MS in Public Health (M.S.P.H.)

Degree Granting Department

Public Health

Major Professor

Ryan McMinds, Ph.D.

Co-Major Professor

Mark Margres, Ph.D.

Committee Member

Lynn Martin, Ph.D.

Keywords

cancer, genetic population structure, genotype-phenotype, GWAS, joint modeling

Abstract

Coevolution is a driving force of rapid evolution, yet the complexity of coevolutionary interactions has made it difficult to characterize the genomic basis of traits mediating such relationships. Coevolutionary dynamics are especially important in host-pathogen systems where the host and pathogen must constantly adapt to one another. The Tasmanian devil and its species-specific transmissible cancer, devil facial tumor disease (DFTD), provide the rare opportunity to study host-pathogen coevolution in a complex natural system.
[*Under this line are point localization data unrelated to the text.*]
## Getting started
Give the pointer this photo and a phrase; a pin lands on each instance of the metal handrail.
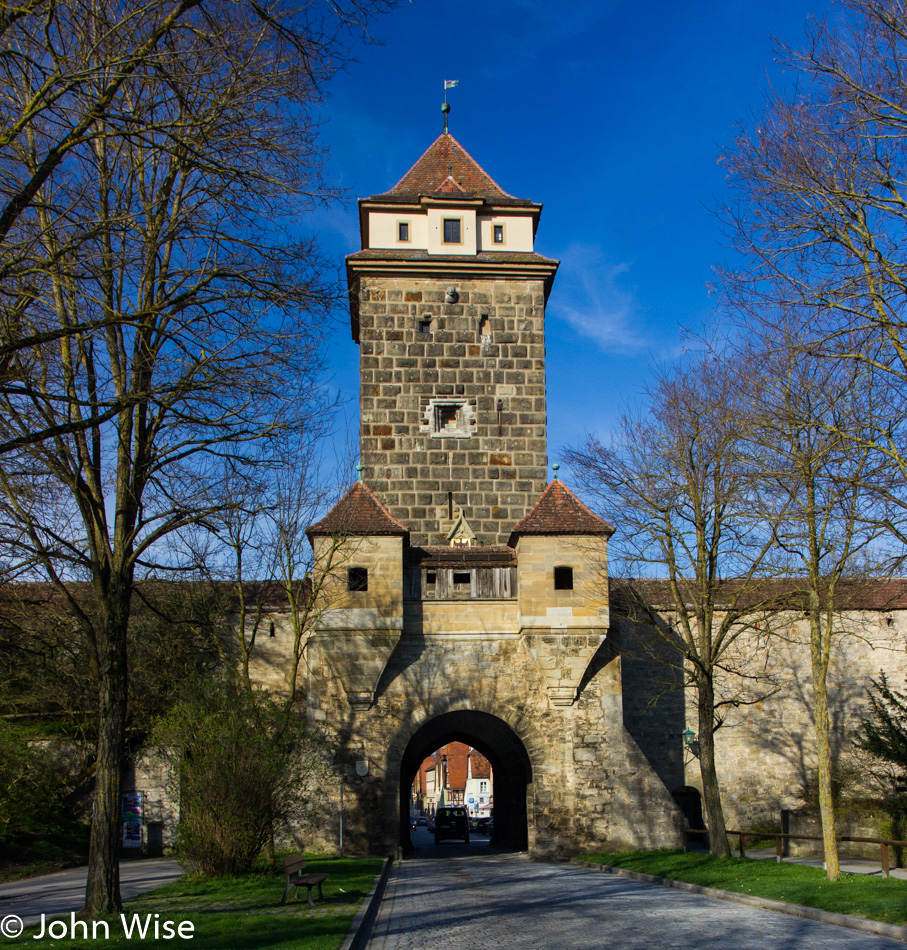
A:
(883, 843)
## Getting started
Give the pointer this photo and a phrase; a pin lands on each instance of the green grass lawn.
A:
(244, 912)
(874, 898)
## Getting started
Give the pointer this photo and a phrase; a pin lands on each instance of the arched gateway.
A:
(500, 745)
(461, 595)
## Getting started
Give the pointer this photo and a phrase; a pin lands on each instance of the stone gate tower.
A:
(460, 595)
(448, 307)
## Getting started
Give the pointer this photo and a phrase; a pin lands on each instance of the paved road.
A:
(60, 893)
(507, 902)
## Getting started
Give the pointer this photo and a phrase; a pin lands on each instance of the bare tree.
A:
(678, 484)
(69, 72)
(185, 327)
(819, 475)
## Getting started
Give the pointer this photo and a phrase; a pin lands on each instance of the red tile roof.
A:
(444, 168)
(559, 511)
(358, 513)
(415, 254)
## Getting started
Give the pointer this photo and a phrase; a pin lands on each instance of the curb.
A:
(794, 910)
(360, 931)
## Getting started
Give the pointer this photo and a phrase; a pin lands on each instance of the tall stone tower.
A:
(448, 307)
(460, 596)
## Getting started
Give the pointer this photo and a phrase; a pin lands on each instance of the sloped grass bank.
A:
(232, 912)
(860, 895)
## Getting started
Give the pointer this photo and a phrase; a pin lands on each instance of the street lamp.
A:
(691, 741)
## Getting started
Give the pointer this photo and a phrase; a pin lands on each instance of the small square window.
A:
(357, 578)
(563, 578)
(452, 231)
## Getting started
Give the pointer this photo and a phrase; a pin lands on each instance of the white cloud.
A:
(592, 297)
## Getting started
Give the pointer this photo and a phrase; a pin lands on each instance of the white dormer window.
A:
(452, 231)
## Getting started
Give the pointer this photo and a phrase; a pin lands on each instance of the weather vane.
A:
(448, 84)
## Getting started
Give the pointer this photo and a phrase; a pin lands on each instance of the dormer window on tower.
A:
(452, 231)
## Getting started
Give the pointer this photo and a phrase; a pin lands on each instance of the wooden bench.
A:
(293, 867)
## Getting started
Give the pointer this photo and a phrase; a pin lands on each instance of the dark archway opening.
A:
(689, 801)
(509, 760)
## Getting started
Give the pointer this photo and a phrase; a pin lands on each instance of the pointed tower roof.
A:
(559, 511)
(447, 168)
(358, 513)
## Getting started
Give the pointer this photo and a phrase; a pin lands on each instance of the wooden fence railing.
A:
(883, 843)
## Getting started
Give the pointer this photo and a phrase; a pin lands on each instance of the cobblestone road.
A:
(487, 901)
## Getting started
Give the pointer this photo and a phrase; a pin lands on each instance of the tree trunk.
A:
(823, 750)
(711, 793)
(102, 890)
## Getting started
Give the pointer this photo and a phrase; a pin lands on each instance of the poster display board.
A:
(132, 819)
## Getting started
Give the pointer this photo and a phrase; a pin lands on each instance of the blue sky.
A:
(611, 114)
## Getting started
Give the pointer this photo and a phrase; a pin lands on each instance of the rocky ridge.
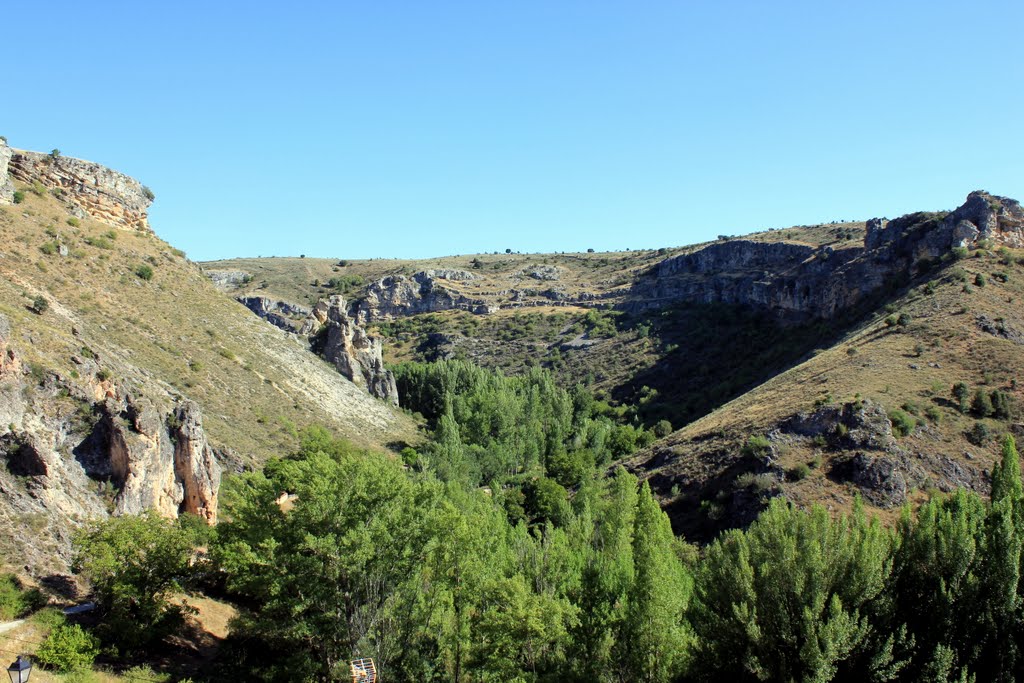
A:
(800, 281)
(76, 450)
(347, 346)
(6, 186)
(87, 188)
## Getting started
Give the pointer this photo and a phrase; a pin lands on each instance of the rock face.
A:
(70, 458)
(87, 187)
(347, 346)
(397, 296)
(227, 280)
(799, 281)
(6, 186)
(160, 464)
(279, 313)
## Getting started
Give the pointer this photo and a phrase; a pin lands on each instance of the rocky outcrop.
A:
(159, 463)
(87, 187)
(227, 280)
(282, 314)
(347, 346)
(397, 296)
(6, 186)
(799, 281)
(68, 459)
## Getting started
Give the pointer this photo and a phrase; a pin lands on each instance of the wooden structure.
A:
(364, 671)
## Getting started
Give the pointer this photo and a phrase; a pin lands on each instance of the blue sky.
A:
(416, 129)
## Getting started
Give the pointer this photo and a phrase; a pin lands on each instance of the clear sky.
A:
(426, 128)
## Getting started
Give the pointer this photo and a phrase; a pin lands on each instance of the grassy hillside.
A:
(961, 323)
(147, 315)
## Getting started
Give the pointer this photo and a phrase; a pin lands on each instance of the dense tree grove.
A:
(492, 428)
(335, 553)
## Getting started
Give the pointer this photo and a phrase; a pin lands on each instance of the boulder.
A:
(346, 345)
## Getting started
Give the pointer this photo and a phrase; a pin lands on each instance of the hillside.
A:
(122, 363)
(733, 339)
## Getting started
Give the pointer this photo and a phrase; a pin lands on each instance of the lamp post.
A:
(19, 670)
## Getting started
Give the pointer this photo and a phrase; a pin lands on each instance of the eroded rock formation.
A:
(397, 296)
(800, 281)
(87, 187)
(6, 186)
(161, 463)
(347, 346)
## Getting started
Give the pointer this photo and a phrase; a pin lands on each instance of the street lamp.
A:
(19, 670)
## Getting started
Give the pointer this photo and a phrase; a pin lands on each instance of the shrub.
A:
(757, 446)
(902, 423)
(979, 434)
(961, 393)
(68, 647)
(800, 472)
(663, 428)
(15, 600)
(981, 403)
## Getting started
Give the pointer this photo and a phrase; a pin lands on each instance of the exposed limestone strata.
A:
(347, 346)
(87, 187)
(799, 281)
(6, 186)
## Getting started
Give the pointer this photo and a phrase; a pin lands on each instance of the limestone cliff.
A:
(69, 458)
(88, 188)
(6, 186)
(347, 346)
(799, 281)
(397, 296)
(160, 462)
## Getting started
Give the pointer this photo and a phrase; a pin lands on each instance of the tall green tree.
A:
(655, 637)
(785, 599)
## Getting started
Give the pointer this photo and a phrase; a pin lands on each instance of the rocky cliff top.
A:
(87, 188)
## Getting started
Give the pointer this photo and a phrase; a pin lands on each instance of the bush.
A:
(902, 423)
(134, 563)
(979, 434)
(981, 404)
(800, 472)
(68, 647)
(663, 428)
(15, 601)
(961, 393)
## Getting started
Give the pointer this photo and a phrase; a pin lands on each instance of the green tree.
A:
(787, 598)
(134, 564)
(68, 648)
(656, 639)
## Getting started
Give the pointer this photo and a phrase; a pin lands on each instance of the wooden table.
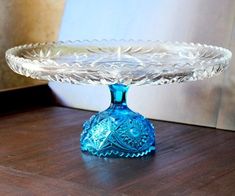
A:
(40, 155)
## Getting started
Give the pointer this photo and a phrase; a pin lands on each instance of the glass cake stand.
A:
(118, 131)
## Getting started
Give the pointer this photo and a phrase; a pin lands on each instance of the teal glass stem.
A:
(118, 131)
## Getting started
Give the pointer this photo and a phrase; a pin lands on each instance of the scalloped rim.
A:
(227, 53)
(114, 154)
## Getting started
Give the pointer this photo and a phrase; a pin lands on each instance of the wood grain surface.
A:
(40, 155)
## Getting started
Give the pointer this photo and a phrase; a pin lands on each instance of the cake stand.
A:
(118, 131)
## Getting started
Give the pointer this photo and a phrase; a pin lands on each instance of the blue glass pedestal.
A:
(118, 131)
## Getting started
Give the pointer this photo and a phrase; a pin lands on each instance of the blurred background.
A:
(209, 102)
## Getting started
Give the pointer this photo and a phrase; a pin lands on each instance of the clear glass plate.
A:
(118, 62)
(118, 131)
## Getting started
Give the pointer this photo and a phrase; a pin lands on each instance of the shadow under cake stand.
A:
(118, 131)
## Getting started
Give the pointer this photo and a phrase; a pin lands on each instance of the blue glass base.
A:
(118, 132)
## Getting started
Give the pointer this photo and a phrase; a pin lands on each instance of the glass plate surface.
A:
(118, 62)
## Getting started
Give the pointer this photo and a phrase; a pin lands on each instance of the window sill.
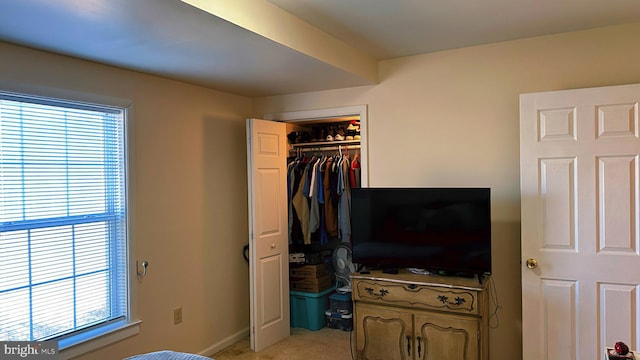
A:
(95, 339)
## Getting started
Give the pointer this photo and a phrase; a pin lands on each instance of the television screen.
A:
(443, 230)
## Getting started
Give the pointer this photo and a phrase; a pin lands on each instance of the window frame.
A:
(91, 339)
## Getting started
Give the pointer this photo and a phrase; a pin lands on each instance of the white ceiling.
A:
(173, 39)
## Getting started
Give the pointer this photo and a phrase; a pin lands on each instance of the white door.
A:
(268, 232)
(579, 184)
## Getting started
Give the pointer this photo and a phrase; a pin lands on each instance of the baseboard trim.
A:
(224, 343)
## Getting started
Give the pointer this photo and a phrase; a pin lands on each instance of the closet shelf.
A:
(326, 143)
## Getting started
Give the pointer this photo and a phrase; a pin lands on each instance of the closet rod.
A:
(326, 148)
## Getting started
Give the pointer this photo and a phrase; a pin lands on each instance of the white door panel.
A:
(268, 229)
(579, 184)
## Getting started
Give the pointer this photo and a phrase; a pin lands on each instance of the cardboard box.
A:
(312, 284)
(308, 271)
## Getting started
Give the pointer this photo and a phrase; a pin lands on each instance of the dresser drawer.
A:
(416, 296)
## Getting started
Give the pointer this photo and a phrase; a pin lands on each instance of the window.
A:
(63, 218)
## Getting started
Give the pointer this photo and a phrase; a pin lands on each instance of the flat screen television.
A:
(440, 230)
Extensive spatiotemporal devil sampling, high linkage disequilibrium in devils, and a large selective pressure imposed by DFTD facilitate a system tractable for study. Here, we characterized devil and DFTD coevolution by looking at genetic population structures, genome architecture underlying force of infection and virulence, and the contribution of devil-DFTD genome interaction to explaining force of infection. A probe-capture sequence approach was used to sequence 456 devils and 504 tumors at ~197k loci. The genetic structures of devils and DFTD were then identified via clustering and compared. Associative modeling was used to determine genome architecture, and a joint host-pathogen model was used to assess the contribution of genome interactions. Devil and DFTD genetic clustering revealed a decoupled genetic structure, suggesting little evidence of coevolution. Variance in force of infection was attributable primarily to devil genomes (61.1%) and had both large-effect variants (~3 SNPs explained 22.8% total variance) and a polygenic component. Tumor genomes explained a large proportion of virulence (69.8%) and a few large-effect loci contributed to most of this explanatory power (~6 SNPs explained 51.2% total variance). Significant devil-DFTD genomic interactions for force of infection were detectable through joint modeling (40.3%), and genotype-by-genotype interaction tests revealed devil and tumor genes implicated in cancer. Despite the decoupled genetic structure between devils and DFTD, the significant genome interaction indicates potential coevolution. The identified devil-DFTD genome interaction represents the first finding providing evidence of coevolution between devils and DFTD, and the framework used here may be applied to various host-pathogen systems.